The Pension Protection Act of 2006 (PL 109-280) signed by President Bush last August included several sections addressing charitable donation and appraisal requirements. The museum world and wealthy donors alike have expressed concerns about the chilling effect of this new legislation. Section 1218 is drawing the brunt of criticism.
Section 1218 addresses Partial Interest in tangible Donated Property. Fractional gifts of art to museums are a common practice that allows a donor to enjoy partial or even full possession of an art object over time as a ownership gradually transfers to the recipient institution. Despite fractional or even full ownership, receiving institutions often do not expect to take possession of the donated art until the death of the donor. Critics have charged that this practice allows the very wealthy to "donate their cake and eat it too," with no net benefit to the public at large.
The new law provides that a receiving institution must take full ownership of the donation within 10 years of the initial fractional gift, or the death of the donor, whichever comes first. The tax deduction would be lost and a penalty earned if this deadline is not met. Under prior law, there was no specific time frame for completing the transfer.
Moreover, once any fractional interest has been donated, the receiving institution must take possession of the art object for some period of time each year. No longer can the donor retain full possession, even if the institution is willing.
Most important, however, is the change related to the amount of the deduction a donor can claim on a gift donated in fractions over time. Previously the deduction amounted to the prorated Fair Market Value of the gift at the time of each fractional donation. With the thriving art market as it is, this practice accounted for appreciation and generally made each fractional gift more valuable than the last.
The new law requires that the donor use as the fractional donation basis, the lesser or the FMV at the time of the first fractional gift and the FMV at the time of all subsequent gifted fractions. In a bullish art market this essentially freezes the value of a work of art at an out-of-date and lesser value.

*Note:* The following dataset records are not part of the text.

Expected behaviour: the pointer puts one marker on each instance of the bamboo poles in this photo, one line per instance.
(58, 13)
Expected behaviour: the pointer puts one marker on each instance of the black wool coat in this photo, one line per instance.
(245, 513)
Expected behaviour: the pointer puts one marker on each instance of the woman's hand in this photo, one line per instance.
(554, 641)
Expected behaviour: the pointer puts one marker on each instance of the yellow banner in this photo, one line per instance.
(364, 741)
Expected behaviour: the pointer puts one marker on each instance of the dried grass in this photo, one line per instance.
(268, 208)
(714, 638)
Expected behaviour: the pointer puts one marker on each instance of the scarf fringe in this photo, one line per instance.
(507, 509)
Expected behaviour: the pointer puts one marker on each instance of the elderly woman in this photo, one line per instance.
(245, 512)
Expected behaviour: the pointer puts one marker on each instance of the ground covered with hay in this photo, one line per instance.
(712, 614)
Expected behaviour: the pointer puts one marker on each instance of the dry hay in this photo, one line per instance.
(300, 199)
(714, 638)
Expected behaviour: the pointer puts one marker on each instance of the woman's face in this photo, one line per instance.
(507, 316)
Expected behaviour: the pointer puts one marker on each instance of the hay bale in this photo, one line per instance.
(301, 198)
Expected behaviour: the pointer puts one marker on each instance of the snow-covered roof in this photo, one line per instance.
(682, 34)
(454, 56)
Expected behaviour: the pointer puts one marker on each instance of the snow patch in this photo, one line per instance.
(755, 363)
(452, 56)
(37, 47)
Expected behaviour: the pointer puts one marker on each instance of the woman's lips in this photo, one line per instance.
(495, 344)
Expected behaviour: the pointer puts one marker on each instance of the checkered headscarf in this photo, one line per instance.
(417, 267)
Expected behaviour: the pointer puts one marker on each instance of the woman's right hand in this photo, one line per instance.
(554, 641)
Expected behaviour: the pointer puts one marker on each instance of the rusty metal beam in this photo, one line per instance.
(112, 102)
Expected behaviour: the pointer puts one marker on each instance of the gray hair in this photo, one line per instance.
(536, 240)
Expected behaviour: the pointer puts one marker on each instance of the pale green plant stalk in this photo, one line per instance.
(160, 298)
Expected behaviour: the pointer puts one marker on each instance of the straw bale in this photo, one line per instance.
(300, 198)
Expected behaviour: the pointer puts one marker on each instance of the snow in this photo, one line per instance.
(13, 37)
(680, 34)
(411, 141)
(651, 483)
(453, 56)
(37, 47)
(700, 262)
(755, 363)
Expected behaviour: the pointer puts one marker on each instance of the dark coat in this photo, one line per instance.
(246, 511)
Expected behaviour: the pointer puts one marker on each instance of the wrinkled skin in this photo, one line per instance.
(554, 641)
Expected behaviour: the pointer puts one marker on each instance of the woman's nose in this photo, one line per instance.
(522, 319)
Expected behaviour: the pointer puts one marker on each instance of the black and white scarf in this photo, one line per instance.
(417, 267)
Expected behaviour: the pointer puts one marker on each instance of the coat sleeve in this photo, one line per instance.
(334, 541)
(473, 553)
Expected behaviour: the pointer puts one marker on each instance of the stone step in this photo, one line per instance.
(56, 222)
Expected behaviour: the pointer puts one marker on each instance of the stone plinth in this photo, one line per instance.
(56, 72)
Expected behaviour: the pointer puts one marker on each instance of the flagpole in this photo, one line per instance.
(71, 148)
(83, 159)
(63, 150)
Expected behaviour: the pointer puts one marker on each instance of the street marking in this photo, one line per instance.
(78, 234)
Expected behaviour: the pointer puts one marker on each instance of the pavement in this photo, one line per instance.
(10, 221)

Heretofore, with an art market surging and limitations on the amount of charitable donations one can claim in relation to adjusted gross income, gifting in fractions over a long period of time gave a donor a successful tax strategy and the recipient museum a reliable increase to its permanent collection. Given the new legislation, museums are expecting donations to decrease. For this reason, the Association of art Museum Directors and other agencies have lobbied for a re-write of this part of the PPA.
They seem to have gotten their wish. Rep. Tom Udall (D-N.M.) and Rep. Phil English (R-PA). will soon introduce the "Promotion of Artistic Giving Act of 2007." The bill would require that donors must complete their fractional gifts within the donor's lifetime, rather than within 10 years, require an IRS review of donations' appraisal value for gifts valued at over $1 million and eliminate the unnecessary estate and gift tax implications relating to fractional giving contained in PPA.